Neben der Moschee fanden wir einen Laden. Hauptsächlich wurden dort Bücher, Gebetsteppiche, spezielles Essen für Gläubige und unauffällige Kleidung verkauft. Es gab jedoch auch eine Abteilung mit allem möglichen Kleinkram für den Bereich Elektronik, darunter Batterien. Ich blätterte einen Katalog durch, wählte eine Batterie für Schraubenzieher und andere Werkzeuge aus. Da fiel mir ein, dass ich gar kein Geld hatte.

»Mama hat mir am Morgen etwas zugesteckt«, erriet Lion. »Hier.«

Ich bezahlte und nahm die kleine, schwere Metalltablette in Empfang.

»Du werkelst wohl gern?«, fragte der Verkäufer lächelnd.

»Hm«, erwiderte ich. »Besonders Löcher bohren.«

Wir gingen wieder auf die Straße, fanden eine ruhige Gasse, in der sich niemand aufhielt und auf die keine Fenster hinausgingen.
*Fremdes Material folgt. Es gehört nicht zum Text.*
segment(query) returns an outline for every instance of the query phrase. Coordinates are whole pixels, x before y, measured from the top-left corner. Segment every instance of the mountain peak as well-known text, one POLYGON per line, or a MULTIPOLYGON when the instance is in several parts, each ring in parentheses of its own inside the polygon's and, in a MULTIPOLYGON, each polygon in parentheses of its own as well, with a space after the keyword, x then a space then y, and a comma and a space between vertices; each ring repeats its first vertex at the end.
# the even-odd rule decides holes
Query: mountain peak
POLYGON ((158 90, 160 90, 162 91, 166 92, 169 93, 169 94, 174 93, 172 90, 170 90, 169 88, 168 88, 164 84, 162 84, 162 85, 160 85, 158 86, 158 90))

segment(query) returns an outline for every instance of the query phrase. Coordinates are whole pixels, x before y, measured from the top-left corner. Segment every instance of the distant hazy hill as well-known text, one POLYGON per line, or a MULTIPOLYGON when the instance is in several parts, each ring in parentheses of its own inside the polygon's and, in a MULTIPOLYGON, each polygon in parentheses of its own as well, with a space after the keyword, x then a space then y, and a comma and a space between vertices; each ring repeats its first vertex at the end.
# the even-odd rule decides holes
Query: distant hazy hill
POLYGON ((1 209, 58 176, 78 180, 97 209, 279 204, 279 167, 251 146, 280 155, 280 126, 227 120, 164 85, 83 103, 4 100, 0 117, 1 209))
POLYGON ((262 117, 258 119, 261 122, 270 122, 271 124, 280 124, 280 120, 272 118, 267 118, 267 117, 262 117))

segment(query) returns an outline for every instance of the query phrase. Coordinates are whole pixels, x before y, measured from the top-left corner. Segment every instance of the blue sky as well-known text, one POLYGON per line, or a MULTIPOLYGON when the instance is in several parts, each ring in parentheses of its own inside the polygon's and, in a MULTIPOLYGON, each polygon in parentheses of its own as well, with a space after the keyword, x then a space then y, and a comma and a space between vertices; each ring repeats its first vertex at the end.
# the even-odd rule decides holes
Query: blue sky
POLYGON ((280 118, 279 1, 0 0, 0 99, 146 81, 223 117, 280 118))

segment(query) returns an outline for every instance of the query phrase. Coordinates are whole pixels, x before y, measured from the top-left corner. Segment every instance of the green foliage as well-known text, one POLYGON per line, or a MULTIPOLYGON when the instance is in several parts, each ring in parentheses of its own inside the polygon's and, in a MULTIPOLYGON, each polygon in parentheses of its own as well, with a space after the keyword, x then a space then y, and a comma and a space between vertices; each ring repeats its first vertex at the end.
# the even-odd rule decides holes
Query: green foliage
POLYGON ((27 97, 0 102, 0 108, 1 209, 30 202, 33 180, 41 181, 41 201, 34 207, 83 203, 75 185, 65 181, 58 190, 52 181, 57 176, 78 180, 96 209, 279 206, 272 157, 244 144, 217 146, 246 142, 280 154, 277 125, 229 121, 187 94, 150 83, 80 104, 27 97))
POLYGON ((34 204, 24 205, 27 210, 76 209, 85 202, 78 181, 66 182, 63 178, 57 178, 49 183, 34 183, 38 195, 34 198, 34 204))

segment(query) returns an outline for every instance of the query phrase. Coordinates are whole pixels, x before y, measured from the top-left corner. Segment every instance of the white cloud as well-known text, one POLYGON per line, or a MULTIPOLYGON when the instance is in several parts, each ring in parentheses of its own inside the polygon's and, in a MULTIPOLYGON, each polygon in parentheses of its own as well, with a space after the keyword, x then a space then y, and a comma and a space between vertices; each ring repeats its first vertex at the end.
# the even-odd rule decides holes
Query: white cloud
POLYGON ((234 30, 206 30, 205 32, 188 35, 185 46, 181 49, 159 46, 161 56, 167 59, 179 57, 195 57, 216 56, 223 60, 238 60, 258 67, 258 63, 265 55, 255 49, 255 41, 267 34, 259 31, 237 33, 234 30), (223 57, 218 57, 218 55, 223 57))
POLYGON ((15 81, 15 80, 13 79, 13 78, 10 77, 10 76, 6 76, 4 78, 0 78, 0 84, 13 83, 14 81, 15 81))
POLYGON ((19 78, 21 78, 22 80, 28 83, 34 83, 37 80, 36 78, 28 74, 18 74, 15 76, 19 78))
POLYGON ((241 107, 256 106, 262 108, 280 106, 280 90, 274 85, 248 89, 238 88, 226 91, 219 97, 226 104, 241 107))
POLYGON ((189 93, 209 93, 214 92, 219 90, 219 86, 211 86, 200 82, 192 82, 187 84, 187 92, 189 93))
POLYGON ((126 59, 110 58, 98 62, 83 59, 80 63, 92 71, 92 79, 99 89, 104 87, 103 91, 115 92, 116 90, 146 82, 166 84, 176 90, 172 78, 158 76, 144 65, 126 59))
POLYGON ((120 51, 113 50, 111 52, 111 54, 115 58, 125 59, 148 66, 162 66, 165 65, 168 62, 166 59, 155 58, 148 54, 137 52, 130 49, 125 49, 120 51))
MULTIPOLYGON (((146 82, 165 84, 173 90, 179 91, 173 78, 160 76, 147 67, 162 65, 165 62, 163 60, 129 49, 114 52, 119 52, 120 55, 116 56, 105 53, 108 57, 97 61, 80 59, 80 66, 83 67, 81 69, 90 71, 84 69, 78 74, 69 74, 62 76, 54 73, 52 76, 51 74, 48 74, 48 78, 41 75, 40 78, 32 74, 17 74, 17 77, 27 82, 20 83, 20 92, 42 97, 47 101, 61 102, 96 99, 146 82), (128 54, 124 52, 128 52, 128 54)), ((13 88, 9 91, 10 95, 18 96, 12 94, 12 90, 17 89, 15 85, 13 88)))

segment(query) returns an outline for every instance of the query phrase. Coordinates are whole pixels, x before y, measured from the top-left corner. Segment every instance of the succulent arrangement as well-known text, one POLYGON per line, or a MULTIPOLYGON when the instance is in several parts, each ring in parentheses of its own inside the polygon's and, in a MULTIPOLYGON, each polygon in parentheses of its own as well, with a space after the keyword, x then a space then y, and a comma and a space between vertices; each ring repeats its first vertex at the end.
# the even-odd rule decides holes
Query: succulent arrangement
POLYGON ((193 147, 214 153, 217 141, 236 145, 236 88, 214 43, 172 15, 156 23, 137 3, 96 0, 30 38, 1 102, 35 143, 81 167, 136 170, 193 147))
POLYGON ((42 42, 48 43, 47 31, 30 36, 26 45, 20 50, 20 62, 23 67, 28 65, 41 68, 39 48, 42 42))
Ich löste meinen »Gürtel« und drückte ihn mit der Hand. Die Schlange lebte auf. Die »Schnalle« verdickte sich langsam und verwandelte sich in einen Schlangenkopf. Ich versuchte mir vorzustellen, wie ich eine Batterie in das Schlangenschwert einsetze, und an der Seite öffnete sich ein enger Schlitz. Dort hinein steckte ich die Batterie.

Es schien, als ob ein Krampf durch den Körper ging. Der Schwanz der Schlange schlug nach oben und berührte meinen Neuroshunt. Plötzlich hörte ich Musik, Gesprächsfetzen — nicht akustisch, sondern über den Shunt. Die wiederbelebte Schlange scannte den Luftraum und übertrug mir Radiosendungen, Telefongespräche und allen möglichen Unsinn.

»Mensch!«, rief Lion begeistert aus.

»Das ist nicht nötig!«, flüsterte ich der Waffe zu. »Geh in Warteposition!«

Die Schlange kroch sofort aus dem Shunt, verflachte sich und erstarrte. Ich band mir den Gürtel wieder um. In diesem Moment hielt ein an der Gasse Vorbeigehender inne und schaute mich Verdacht schöpfend an:

»Ei-ei-ei, schämst du dich nicht? So ein großer Junge!«

»Ich mache den Gürtel weiter, die Hosen drücken!«, rief ich und wurde rot. Der Passant schaute mich zweifelnd an, fand jedoch nichts Verdächtiges.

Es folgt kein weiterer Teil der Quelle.